Skip Skip Skip to my Lou, Skip Skip Skip to my Lou, Skip Skip Skip to my Lou all on a Monday mornin'.

Wednesday, September 9, 2009

a memory

When Pete and I were planning our wedding, we contemplated a videographer. Well, I did. Prompted by a recent viewing of an old friends' wedding (one that I wasn't able to make) on DVD.

We had a photographer lined up, but didn't we need a videographer, too? Afterall, our children would want to watch it someday, wouldn't they? I came up with other reasons, too. Won't video catch things that I'll be sure to miss on such a busy day? And it'll capture other things that I don't ever want to forget! And then there's the thinking that you need something just because it's available, or because other people decided they needed it so you must need it to.

We were driving somewhere, Pete and I, as I agonized over the cost, the benefit, the logistics. He tolerated it for a while, but then very calmly and simply turned to me and said, "We don't need a videographer. Some things should be remembered exactly as you remember them when they happened. Some things are just better stored in our memory than on a disc."

In a second, I knew he was right. He was absolutely right. I did not want to remember that day through the lens of anything or anyone other than my own memory. And as for our children and what they'll miss because of it? Well, we have some fantastic photos--and every now and then, little love will crawl up onto my lap and ask me to tell her about the day we got married. So we look through the photos and I tell her my stories and then she tells me some of her own. I wonder what we both would have lost if I left it up to technology to tell the story of our wedding.

I was reminded of this whole experience yesterday when I took her to her first day of 3 year old preschool. I walked into the doors and there were all the moms, clicking away as their baby moved from center to center to touch and feel and smell everything that was new and
right-sized, and primary colored. Some were crying (screaming), some were laughing, some were quietly taking it all in. And there I was, mom in her blue jeans, infant in her arm, and her 3 year old by her side. No camera.

For a second I felt that grip of failure. It's my daughter's first day of preschool and I didn't bring a camera to capture it? What was I thinking? How did I not prepare for this?

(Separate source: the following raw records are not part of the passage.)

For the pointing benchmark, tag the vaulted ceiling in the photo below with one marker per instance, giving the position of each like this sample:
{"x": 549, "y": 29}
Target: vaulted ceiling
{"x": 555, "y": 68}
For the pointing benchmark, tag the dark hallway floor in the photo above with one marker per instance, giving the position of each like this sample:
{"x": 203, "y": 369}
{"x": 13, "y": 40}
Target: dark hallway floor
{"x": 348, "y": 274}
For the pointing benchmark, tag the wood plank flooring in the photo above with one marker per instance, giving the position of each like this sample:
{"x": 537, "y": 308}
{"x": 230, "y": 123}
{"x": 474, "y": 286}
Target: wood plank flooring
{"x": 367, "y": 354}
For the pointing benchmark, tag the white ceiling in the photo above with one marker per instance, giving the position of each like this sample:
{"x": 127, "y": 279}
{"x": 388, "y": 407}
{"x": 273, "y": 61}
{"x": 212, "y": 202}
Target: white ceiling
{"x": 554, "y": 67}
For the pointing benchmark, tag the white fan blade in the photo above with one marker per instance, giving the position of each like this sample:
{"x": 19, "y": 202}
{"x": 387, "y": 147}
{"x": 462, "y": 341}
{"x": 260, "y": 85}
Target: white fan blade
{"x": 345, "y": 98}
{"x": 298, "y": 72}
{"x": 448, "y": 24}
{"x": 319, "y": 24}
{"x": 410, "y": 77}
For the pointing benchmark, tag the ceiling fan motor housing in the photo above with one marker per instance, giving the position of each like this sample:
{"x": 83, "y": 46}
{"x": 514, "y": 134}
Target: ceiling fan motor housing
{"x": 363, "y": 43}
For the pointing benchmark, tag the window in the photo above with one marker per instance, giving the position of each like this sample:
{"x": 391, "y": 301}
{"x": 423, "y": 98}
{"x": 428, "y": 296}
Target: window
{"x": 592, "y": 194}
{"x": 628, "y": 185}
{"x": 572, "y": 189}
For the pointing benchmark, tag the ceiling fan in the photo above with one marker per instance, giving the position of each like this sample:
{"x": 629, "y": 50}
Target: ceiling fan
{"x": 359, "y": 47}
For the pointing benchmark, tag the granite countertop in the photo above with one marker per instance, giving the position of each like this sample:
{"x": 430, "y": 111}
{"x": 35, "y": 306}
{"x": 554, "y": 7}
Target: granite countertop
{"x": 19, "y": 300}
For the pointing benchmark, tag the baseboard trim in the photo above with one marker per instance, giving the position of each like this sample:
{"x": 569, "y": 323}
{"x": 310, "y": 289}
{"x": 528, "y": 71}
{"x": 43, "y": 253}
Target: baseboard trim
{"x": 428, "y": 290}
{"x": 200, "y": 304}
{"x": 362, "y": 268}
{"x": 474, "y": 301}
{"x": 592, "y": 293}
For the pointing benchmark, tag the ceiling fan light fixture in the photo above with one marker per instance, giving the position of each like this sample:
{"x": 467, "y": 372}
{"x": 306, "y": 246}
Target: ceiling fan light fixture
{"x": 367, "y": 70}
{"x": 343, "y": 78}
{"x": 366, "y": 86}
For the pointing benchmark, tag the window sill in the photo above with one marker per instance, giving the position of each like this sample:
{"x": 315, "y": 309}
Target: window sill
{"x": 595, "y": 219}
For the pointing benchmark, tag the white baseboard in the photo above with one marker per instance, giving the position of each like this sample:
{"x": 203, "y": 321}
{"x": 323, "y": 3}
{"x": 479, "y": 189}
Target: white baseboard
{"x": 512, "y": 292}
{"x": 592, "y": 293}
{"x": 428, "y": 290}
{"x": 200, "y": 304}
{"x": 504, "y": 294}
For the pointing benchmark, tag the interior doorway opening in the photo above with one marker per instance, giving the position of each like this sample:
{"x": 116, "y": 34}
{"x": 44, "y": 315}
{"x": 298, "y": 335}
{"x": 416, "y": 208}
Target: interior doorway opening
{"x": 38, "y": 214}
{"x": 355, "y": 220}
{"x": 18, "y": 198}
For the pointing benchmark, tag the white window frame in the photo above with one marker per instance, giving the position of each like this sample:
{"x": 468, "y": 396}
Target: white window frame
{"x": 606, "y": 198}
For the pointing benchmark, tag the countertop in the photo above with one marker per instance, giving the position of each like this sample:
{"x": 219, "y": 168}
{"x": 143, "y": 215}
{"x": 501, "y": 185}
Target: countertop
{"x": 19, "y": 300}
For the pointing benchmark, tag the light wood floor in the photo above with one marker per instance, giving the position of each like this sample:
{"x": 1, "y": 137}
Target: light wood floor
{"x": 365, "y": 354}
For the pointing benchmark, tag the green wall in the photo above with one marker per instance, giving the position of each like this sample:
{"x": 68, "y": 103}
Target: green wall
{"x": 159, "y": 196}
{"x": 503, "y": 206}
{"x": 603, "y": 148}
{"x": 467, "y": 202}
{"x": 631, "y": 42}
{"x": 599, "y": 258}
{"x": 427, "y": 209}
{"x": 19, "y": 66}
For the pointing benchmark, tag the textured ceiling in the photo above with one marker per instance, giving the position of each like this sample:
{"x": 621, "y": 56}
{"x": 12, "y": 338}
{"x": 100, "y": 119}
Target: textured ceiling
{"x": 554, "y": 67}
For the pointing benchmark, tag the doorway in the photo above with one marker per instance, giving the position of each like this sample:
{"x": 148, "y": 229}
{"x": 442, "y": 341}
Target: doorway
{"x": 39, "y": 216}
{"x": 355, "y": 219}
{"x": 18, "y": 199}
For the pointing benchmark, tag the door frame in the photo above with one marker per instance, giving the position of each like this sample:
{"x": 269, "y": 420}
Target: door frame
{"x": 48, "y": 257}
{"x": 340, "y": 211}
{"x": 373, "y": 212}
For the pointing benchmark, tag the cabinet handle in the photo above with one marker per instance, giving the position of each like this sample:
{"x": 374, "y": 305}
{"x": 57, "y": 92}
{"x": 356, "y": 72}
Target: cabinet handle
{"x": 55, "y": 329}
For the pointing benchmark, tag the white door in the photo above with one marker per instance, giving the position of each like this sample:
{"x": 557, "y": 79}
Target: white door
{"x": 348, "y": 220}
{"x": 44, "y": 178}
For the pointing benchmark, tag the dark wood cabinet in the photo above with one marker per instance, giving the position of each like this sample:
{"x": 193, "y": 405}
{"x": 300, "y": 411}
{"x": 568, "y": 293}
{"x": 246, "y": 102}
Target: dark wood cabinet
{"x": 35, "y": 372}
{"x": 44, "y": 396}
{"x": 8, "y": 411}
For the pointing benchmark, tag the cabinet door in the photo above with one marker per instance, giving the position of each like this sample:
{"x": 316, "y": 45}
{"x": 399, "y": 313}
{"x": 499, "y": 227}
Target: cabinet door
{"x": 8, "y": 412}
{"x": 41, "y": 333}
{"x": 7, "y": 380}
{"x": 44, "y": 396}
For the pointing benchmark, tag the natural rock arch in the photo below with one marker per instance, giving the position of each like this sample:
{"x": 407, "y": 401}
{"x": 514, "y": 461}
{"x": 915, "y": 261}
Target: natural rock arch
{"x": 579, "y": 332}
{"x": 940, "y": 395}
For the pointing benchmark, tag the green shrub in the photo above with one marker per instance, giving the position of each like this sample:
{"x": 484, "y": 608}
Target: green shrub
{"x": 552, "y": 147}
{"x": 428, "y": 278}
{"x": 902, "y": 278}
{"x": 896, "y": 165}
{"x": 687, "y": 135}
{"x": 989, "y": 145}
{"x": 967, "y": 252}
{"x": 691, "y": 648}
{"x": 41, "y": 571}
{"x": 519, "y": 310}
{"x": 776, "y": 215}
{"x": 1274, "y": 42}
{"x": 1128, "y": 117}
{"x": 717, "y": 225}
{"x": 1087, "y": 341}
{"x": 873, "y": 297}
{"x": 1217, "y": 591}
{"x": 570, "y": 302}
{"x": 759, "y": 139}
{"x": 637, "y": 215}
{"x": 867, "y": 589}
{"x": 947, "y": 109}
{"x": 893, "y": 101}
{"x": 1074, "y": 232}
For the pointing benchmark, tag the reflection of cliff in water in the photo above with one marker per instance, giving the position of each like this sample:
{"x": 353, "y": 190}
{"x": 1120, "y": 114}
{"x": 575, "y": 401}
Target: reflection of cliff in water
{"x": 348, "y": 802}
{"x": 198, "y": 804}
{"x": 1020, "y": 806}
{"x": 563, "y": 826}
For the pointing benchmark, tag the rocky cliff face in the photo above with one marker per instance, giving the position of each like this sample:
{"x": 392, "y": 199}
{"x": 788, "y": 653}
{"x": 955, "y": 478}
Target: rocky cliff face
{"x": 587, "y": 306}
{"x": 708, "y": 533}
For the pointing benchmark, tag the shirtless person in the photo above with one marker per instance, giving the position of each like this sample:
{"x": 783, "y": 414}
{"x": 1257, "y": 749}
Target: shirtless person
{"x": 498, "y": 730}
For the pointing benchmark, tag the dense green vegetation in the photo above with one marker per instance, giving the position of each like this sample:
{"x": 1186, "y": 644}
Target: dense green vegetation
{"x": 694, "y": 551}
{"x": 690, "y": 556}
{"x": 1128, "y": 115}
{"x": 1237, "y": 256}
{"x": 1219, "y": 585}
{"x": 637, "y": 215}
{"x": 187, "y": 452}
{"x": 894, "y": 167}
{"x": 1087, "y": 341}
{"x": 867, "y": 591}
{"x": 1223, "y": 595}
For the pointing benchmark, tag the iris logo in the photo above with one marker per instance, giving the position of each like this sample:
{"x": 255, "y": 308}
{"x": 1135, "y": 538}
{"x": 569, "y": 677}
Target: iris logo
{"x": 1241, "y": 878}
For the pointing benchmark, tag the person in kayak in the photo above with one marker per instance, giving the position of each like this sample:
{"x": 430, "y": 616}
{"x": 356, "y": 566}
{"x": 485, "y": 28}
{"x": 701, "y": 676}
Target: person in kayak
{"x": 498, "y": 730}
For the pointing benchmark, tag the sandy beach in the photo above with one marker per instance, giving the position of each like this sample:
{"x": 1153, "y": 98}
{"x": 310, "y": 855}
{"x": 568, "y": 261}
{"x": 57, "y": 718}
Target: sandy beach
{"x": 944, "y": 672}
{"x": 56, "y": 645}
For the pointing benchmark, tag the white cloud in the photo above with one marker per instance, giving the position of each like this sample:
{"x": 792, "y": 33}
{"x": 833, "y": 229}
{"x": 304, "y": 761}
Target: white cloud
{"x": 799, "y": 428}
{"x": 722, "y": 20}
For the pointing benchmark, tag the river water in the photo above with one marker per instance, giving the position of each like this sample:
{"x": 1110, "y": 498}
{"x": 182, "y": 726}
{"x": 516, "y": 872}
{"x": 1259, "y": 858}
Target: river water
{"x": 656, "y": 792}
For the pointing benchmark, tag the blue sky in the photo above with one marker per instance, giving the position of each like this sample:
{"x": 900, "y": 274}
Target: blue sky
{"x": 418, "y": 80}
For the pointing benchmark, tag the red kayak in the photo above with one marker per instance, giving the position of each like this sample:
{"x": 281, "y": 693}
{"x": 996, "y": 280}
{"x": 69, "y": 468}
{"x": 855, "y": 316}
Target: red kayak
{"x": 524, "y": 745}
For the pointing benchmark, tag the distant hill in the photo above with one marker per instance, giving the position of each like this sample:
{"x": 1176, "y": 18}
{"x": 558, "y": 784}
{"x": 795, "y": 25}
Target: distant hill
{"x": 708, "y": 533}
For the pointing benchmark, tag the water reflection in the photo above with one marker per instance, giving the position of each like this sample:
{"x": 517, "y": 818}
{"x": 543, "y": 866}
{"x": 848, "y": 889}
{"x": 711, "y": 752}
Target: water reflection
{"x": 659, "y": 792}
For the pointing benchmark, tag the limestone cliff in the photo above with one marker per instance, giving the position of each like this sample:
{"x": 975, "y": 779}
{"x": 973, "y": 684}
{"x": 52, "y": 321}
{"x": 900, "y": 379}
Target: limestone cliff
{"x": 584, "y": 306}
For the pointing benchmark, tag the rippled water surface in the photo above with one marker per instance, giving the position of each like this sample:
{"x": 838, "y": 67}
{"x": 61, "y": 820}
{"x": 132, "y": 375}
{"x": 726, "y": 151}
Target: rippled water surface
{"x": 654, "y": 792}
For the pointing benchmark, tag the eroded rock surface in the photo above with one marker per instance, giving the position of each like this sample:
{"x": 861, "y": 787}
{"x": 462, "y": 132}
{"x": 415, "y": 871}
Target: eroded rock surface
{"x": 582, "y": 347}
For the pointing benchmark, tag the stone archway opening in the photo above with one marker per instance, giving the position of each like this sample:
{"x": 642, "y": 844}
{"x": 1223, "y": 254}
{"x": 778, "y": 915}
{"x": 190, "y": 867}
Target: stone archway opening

Then, I remembered what Pete said to me, now six years ago. I caught my breath, I turned to my little one and I took in everything about her. How she smelled, where she stood, what she wore; how her eyes glanced from station to station but how she stood, so still, at my side. Five little fingers gripped tightly around mine. A bit of worry, a bit of excitement reflected in her big blue eyes.

I kissed the top of her head and she asked me not to go. I told her I'd be back, that I'd always be back and got her started on a puzzle. I watched her at that little table for a second and I'll never forget, ever, those moments. And if I'd had a camera, I might've captured the setting and the colors but I'd have missed every one of the details that mattered.